Foreign investors are still 'sold' on India

Contrary to popular perception, overseas investors' love affair with India has hardly soured. Or so says Christopher Wood , the Hong Kong-based CLSA equity strategist with something of a rock star reputation in the Asian investing world for the astute commentary he dispenses in his widely read newsletter, Greed & Fear. If anything, the top-ranked analyst with his trademark shock of curly, shoulderlength, salt-and-pepper hair finds the absence of selling pressure from foreign investors "remarkable", considering the huge disappointment that investing in the Indian market has been for foreigners in 2011.

The numbers tell the story: by June 10 this year, the Sensex had slumped about 11% in US dollar terms from end 2010, securing a place alongside Egypt and Tunisia among the world's 10 worst-performing equity markets (see graphic 1).
Yet, foreign institutional investors (FIIs), who poured $29 billion into Indian equities last year, haven't panicked. Their cumulative net investment in India up to June 9 was $52.5 million.

It's not a number to write home about - not only is it a fraction of the money that the Indonesian and the Taiwanese markets have received, even Pakistan has done better than India (see graphic 2). But although net foreign buying, which subtracts sales from purchases, has been in the negative territory for most of this year, the divestment by foreigners has been relatively benign compared with 2008, a year most investors in the Indian - and indeed global - markets would like to forget.

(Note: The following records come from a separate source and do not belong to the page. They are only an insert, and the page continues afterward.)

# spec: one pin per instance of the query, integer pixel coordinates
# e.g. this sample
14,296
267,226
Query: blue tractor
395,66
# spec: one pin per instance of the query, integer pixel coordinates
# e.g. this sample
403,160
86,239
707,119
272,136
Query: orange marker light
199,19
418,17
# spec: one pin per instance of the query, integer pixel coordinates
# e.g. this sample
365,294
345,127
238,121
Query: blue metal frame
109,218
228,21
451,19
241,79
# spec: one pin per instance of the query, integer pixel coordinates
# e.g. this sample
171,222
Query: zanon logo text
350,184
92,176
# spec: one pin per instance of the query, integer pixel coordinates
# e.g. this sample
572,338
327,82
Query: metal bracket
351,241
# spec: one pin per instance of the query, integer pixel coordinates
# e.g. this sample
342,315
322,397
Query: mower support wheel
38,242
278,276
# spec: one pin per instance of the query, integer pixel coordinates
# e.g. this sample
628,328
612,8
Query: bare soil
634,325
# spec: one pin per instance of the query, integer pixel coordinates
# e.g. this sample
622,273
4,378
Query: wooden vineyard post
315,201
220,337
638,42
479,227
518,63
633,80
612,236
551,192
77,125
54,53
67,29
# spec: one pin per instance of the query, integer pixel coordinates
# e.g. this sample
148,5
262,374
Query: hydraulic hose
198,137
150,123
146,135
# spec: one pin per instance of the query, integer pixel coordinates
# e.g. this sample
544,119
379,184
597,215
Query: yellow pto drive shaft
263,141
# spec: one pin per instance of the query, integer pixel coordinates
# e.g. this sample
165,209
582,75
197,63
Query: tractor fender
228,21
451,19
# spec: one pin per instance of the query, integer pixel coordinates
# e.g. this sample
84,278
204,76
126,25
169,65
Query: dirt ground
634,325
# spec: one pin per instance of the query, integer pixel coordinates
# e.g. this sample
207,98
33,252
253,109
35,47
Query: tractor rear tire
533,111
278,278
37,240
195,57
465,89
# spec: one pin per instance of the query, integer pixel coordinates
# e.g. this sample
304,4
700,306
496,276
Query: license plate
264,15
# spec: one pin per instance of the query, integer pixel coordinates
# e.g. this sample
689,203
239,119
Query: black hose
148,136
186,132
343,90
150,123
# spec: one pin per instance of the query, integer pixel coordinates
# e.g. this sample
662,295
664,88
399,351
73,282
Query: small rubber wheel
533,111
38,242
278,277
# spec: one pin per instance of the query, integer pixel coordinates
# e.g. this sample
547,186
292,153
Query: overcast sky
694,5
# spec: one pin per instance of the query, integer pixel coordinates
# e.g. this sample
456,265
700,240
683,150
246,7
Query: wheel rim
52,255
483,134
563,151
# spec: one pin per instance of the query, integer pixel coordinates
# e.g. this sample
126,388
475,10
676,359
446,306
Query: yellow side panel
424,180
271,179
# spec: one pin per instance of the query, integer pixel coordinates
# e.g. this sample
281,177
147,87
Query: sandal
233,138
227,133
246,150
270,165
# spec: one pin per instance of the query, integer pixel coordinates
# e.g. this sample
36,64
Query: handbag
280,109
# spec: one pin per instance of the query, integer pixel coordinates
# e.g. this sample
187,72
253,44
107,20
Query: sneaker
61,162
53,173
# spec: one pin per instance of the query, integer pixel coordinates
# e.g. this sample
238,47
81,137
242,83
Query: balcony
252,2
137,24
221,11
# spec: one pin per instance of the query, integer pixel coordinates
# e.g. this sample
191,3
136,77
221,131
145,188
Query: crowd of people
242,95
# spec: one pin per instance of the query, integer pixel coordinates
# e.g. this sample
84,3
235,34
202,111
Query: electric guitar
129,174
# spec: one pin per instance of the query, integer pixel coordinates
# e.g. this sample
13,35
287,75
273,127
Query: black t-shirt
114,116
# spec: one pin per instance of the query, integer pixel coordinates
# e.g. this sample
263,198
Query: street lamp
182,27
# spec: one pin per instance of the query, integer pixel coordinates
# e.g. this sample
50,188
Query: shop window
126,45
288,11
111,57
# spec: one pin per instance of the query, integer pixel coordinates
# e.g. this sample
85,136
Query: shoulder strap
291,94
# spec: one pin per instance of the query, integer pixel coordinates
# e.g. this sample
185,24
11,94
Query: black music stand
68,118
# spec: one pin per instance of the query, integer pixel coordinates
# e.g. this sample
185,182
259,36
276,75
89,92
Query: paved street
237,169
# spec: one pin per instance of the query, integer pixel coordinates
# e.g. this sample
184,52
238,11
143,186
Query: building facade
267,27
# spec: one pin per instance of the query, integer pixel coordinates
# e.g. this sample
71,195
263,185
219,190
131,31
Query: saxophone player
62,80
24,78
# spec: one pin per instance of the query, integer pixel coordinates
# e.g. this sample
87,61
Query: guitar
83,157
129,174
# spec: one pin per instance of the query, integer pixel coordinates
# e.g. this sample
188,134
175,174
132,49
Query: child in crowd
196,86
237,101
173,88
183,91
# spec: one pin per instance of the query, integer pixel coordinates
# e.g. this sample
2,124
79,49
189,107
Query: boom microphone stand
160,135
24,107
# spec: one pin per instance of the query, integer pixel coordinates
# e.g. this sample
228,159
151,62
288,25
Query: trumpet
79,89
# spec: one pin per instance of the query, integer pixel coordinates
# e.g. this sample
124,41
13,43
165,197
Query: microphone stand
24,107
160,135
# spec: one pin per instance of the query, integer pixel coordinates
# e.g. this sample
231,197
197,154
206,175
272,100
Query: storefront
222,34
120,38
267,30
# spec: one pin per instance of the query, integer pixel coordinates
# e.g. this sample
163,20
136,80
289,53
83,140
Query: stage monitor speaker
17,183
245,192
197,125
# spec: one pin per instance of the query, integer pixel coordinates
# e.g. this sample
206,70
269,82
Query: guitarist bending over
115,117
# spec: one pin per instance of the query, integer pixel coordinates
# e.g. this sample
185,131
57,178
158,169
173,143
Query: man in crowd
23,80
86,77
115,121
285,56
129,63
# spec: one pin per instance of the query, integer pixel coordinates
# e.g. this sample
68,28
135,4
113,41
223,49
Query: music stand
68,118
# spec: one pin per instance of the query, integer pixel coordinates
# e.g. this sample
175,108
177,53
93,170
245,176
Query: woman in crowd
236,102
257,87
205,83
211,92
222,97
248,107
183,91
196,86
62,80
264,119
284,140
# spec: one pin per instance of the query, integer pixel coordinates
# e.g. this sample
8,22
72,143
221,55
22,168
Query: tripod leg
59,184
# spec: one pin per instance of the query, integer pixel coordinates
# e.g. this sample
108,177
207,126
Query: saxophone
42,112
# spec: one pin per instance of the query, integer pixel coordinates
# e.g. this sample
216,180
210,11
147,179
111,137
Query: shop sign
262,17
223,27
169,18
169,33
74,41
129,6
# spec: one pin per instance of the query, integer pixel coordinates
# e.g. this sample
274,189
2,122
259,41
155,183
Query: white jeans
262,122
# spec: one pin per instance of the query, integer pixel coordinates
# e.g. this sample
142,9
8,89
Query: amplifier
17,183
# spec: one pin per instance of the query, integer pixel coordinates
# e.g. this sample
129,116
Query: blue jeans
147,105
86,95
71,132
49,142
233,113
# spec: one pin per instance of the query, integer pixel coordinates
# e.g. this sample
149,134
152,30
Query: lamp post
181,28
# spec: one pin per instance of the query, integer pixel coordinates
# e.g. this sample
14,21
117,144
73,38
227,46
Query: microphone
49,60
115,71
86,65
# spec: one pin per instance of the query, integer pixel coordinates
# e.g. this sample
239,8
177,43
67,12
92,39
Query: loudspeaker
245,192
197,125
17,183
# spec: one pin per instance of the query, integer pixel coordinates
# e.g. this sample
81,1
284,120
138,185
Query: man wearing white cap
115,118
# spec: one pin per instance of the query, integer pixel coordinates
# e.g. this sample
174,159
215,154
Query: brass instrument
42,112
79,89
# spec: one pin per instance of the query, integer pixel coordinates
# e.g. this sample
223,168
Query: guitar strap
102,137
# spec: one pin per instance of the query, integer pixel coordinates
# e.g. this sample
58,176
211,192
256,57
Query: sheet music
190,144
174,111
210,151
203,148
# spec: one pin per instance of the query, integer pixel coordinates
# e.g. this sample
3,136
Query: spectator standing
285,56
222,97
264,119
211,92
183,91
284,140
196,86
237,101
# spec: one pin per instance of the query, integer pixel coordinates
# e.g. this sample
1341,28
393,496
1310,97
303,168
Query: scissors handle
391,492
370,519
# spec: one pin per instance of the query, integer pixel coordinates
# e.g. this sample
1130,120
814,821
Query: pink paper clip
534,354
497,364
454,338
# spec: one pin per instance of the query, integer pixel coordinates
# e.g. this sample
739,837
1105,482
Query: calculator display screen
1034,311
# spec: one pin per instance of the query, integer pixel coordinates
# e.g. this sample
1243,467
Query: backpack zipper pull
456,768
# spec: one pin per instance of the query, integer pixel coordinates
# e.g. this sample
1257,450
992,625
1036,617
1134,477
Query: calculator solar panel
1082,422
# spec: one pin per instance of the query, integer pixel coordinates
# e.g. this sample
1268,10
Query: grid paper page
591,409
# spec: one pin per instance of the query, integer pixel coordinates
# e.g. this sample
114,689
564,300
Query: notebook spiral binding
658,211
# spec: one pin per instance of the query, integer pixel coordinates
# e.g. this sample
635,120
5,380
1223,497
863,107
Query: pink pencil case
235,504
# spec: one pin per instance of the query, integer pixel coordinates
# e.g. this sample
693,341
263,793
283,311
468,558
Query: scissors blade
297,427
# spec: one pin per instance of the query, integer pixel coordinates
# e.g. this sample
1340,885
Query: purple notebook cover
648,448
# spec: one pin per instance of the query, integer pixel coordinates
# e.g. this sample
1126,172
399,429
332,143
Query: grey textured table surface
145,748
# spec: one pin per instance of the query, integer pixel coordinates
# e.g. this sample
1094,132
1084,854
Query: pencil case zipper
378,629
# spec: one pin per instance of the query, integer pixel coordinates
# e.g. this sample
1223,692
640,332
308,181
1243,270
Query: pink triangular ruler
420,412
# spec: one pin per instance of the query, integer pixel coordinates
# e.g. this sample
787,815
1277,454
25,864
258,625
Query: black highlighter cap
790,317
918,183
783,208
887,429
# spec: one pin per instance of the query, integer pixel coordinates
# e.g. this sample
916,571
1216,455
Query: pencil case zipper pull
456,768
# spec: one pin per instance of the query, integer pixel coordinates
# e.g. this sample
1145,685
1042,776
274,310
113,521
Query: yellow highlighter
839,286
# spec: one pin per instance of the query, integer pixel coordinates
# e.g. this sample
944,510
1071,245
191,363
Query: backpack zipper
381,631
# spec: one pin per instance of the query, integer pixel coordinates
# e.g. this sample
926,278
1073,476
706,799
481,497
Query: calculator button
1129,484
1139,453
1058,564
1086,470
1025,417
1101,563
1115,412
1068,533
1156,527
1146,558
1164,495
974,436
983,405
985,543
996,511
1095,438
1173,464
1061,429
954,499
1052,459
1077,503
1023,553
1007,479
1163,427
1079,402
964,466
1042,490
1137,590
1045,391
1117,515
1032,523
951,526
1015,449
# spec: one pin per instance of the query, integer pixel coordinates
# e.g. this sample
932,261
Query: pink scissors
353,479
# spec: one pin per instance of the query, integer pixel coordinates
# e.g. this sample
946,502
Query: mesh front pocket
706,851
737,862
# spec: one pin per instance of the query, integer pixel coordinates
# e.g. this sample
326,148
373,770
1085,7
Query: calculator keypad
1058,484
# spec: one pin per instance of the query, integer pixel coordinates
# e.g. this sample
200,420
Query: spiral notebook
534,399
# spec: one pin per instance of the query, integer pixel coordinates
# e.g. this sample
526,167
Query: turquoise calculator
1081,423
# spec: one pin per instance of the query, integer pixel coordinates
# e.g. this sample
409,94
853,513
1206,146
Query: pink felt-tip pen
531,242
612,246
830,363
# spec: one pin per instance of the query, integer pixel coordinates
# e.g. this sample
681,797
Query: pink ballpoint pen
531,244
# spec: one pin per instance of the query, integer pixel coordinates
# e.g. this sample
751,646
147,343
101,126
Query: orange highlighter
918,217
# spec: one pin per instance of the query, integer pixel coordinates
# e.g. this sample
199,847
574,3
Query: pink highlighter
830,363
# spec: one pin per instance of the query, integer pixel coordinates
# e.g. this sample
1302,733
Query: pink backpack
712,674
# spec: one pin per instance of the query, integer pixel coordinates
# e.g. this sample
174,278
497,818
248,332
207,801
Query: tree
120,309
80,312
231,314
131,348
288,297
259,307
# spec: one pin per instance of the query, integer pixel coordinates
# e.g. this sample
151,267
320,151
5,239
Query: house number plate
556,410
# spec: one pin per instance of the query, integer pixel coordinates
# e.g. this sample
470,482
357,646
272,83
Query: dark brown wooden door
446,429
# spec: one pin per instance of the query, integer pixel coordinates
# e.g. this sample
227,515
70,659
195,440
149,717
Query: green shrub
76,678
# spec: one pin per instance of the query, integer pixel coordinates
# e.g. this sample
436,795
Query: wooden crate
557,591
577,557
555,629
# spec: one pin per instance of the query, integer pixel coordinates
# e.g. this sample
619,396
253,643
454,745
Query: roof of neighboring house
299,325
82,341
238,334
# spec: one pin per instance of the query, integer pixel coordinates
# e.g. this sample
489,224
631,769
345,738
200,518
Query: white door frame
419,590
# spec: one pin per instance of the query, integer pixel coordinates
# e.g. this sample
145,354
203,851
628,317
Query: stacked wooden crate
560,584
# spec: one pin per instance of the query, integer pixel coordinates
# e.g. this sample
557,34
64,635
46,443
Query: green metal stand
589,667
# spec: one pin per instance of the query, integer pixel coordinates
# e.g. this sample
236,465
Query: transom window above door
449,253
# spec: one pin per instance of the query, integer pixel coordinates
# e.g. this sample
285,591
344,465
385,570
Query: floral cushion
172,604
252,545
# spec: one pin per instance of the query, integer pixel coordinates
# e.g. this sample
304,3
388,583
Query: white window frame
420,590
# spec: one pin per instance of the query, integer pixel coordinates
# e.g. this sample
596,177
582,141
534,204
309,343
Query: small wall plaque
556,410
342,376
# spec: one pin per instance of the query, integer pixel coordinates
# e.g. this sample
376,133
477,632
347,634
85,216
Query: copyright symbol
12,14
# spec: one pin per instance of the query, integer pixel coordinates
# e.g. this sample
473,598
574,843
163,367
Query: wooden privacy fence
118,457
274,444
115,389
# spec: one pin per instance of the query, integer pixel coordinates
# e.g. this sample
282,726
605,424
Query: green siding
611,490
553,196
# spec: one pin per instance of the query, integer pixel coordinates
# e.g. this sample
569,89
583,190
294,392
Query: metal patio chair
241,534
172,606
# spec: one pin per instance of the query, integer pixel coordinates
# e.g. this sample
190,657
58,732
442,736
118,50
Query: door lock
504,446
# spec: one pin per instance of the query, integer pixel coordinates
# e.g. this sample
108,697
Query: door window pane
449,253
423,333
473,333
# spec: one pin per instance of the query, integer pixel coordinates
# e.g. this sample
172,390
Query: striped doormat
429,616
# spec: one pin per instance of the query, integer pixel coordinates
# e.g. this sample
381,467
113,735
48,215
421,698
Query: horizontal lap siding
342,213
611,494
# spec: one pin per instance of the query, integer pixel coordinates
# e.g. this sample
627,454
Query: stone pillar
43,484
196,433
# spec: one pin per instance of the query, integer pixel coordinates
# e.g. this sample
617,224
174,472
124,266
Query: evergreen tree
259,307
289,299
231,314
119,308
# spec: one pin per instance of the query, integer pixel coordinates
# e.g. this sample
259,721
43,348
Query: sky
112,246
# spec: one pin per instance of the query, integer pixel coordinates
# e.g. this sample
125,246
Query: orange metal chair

Wood says he can only attribute the resilience of foreign investors "to the continuing belief in the potential of the Indian growth story, both from a top-down and bottom-up perspectives".

Rational To Bet On India?

Is this a rational belief? On that question, opinion is divided.

Growth in the Indian economy is slowing. Jim Walker of Asianomics in Hong Kong cites the 0.1% dip in gross fixed capital asset formation in the March quarter, the first decline in almost two years in this broad measure of investment demand across the economy, to conclude that "capital expenditure cycle in India has turned decisively for worse".

Even maintaining 8% expansion in gross domestic product this year will prove "challenging", notes Walker.
The deterioration in investment demand is also evident in corporate order books. According to data compiled by Morgan Stanley analysts Akshay Soni and Pratima Swaminathan, order backlogs for engineering and construction companies show that the recovery from the credit crisis that had begun in the December 2009 quarter - after the United Progressive Alliance (UPA) government returned to power in May of that year minus the baggage of the Left parties - began to peter out just a few months later at the onset of the European debt crisis. The slowdown in capital-goods order growth worsened in the final months of 2010 and the first quarter of calendar year 2011 as sordid tales of widespread corruption started surfacing - the 2G spectrum allocation scam; the loans-againstbribes swindle; the Adarsh Housing Society scandal; the Commonwealth Games loot; the list goes on.

Graft and bad governance are only part of the story. Investor sentiment has also been shaken by the rising cost of capital. Aggressive interest-rate increases by the Reserve Bank of India (RBI) have reduced the expected return on equity capital in many infrastructure projects to below the hurdle rate at which investors would like to undertake these risky endeavours.